Tuesday, April 08, 2008




REINVENTAR A CALIGRAFIA: O NOVO DESIGN GRÁFICO IRANIANO

Penso que nunca o cortejo fúnebre de um designer gráfico mobilizou tantas pessoas, associando honras de estado e emoção popular, como o de Morteza Momayez em 2005.



Não conheço, tão bem quanto gostaria, o trabalho de Momayez, mas creio que, em certa medida, ele representa um lugar de identidade da pátria iraniana, para a qual confluem diversas tradições, Árabe e Persa, ancestral e moderna, erudita e popular, autoral e pública, que, em uníssono, se expressam na escrita Farsi. Importa recordar que o Irão é um território habitado por dezenas de diferentes grupos étnicos que falam diferentes línguas e dialectos, que possuem diferentes origens e tradições mas que escrevem num único alfabeto, o Farsi.

Pintura caligráfica de Mohammed Ehsaei.

Ainda antes de Reza Abedini, não só um dos mais importantes designers gráficos da actualidade mas um decisivo divulgador do design iraniano, ter editado o seu New Visual Culture of Modern Iran, interessava-me já pela força extraordinária do design iraniano; não compreender a língua, não me parecia, face a extraordinária eloquência visual, uma limitação para entender aqueles trabalhos fortemente tipográficos, expressivamente cromáticos que, aos olhos de um ocidental, despertavam fantasiosas narrativas.

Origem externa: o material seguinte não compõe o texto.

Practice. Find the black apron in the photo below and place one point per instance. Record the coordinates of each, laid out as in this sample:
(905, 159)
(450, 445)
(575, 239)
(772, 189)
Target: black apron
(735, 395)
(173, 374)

Logótipo do Museu Reza Abassi.

A nova cultura visual iraniana, que Abedini apresenta no seu livro, nasce na década de 1960 e conhecerá três períodos distintos. O primeiro período caracteriza-se por uma das mais extraordinárias revoluções do design gráfico da segunda metade do século XX, contemporânea da renovação holandesa (promovida por Wim Crouwel ou Pieter Brattinga) e da renovação japonesa (desenvolvida por Masuda Tadashi, Yusaku Kamekura, Tadanori Yokoo ou Shigeo Fukuda) mas menos conhecida (mesmo um historiador atento como Meggs ignora-a), que se estende entre 1960 e 1979, período marcado por uma forte questionação da identidade visual iraniana acompanhada de uma intensa recuperação e reinterpretação de toda uma tradição visual, muito assente na tradição caligráfica. A produção gráfica deste período, que termina com a revolução iraniana de 79, é indissociável de Momayez.

Cartaz de Majid Abbsi.

Cartaz de Mehdi Saeedi.

À extraordinária fertilidade deste período, segue-se uma década de estagnação marcada pela Guerra Irão-Iraque e consequentes fecho de fronteiras, embargo económico, corte de relações com a UE e os EUA. A produção gráfica desse período é quase exclusivamente de propaganda e não se apresenta particularmente interessante.

Uma nova geração de designers iranianos, desponta no pós-guerra. Alguns deles, como Saed Meshki ou Reza Abedini, formam-se ainda antes do pós-guerra mas outros, como Farhad Fozouni ou Iman Raad nascem já após a revolução iraniana e formam-se no pós-guerra.

Cartaz de Iman Raad.

A razão da “identidade” e da maturidade do trabalho destes jovens designers talvez resida da combinação de referências e influências. São designers que admiram a tradição da caligrafia Persa, que se deixam influenciar pelos mestres calígrafos e por Morteza Momayez mas que também que se relacionam também com a influência de Reza Abedini e Neville Brody, que combinam referências da tapeçaria persa e da nova tipografia digital.

A “terceira vida” do design gráfico iraniano contemporâneo não pode ser desligada da acção do colectivo 5th Color é criado em 2001 e envolvendo alguns dos mais importantes designers iranianos procurou, por exemplos em exposições como Bouf-e Kour (2002) e Self-Portrait (2004) voltar a afirmar uma especificidade da linguagem visual iraniana, numa espécie de retorno aos objectivos perseguidos por Momayez meio século antes, que visavam lançar um olhar contemporâneo sobre as herança caligráfica iraniana. A nova geração aprendeu com mestres calígrafos como Mohammad Ehsaei o criador do logótipo do Museu Reza Abassi ele próprio um herdeiro de mestres como Mirza Gholamreza ou Mir Hossein, no final do século XIX, exploraram novas possibilidades visuais de utilização da língua Farsi.



Crescentemente reconhecido no ocidente, o design gráfico iraniano apresenta-se hoje muitíssimo activo, possuindo boas escolas, uma invejável Associação de Design Gráfico e um largo número de talentosos designers, prolongando esse riquíssimo encontro entre tradição e inovação visual.





Cartazes de Reza Abedini (n. 1967).






Cartazes de Mehdi Saedi.



Cartazes de Farhad Fouzoni (n. 1979).